Con Kulunka, fondata nel 2010 da Garbiñe Insausti e José Dault, ha debuttato nello stesso anno dirigendo André e Dorine, una coppia di anziani che cade nell’apatia e poi nell’Alzheimer. Lo spettacolo fu catartico e piacque così tanto che tutt’ora viene rappresentato in tutto il mondo: sono già arrivati ​​a 30 paesi. Poi sarebbero arrivati Quitamiedos, Solitudes, Edith Piaf, Hegoak e Forever.

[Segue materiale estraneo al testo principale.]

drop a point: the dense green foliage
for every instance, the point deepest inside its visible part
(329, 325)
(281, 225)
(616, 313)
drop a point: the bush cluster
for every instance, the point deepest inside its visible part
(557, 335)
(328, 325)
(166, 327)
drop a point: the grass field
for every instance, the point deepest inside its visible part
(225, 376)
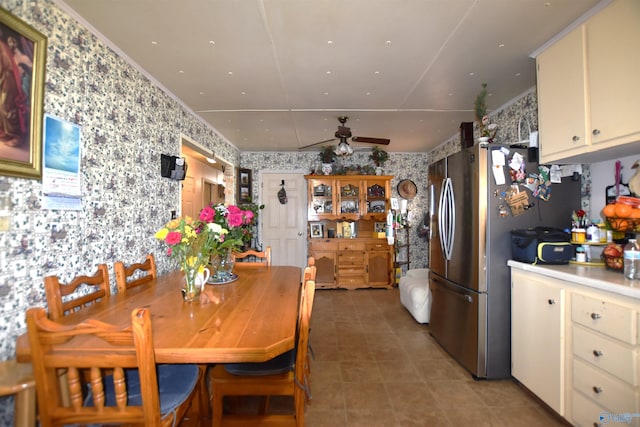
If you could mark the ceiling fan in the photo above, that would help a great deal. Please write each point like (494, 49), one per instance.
(343, 134)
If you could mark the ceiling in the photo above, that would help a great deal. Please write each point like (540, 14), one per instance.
(275, 75)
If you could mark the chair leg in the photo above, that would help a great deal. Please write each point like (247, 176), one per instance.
(25, 408)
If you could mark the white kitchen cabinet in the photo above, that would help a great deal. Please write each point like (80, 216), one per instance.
(538, 337)
(587, 88)
(581, 354)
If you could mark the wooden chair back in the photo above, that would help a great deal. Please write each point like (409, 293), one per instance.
(310, 270)
(55, 292)
(117, 349)
(263, 258)
(136, 274)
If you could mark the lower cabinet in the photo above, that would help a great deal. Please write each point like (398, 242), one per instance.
(537, 337)
(352, 263)
(583, 361)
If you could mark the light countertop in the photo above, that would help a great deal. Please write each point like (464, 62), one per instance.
(592, 277)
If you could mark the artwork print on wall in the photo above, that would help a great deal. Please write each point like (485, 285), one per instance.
(22, 64)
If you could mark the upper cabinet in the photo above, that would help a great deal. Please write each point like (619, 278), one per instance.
(588, 94)
(348, 198)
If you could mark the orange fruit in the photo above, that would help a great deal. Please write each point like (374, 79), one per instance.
(609, 210)
(622, 210)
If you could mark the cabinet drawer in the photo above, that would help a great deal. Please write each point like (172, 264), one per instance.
(587, 413)
(322, 246)
(351, 258)
(375, 247)
(614, 357)
(610, 319)
(350, 245)
(351, 280)
(604, 389)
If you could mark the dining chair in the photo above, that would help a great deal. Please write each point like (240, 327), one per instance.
(263, 258)
(55, 292)
(310, 270)
(135, 274)
(285, 375)
(136, 391)
(17, 379)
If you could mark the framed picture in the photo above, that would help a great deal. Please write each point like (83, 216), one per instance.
(244, 185)
(317, 230)
(22, 63)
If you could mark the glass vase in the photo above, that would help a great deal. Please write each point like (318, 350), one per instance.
(222, 265)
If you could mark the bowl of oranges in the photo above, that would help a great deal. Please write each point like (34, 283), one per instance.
(624, 214)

Resta una domanda, la più difficile: come riesci ad accontentare pubblico e critica allo stesso tempo? Rikarte alza le spalle e risponde con un’altra domanda: “La critica non è anche pubblico?” Ma non evita la questione: «Non mi considero un regista d’avanguardia, nel senso che il mio obiettivo non è sperimentare o sorprendere con innovazioni. Ma utilizzo i linguaggi scenici contemporanei e tutto ciò che può aiutarmi in ogni spettacolo. Forse è solo questione di usarli in modo sensato.”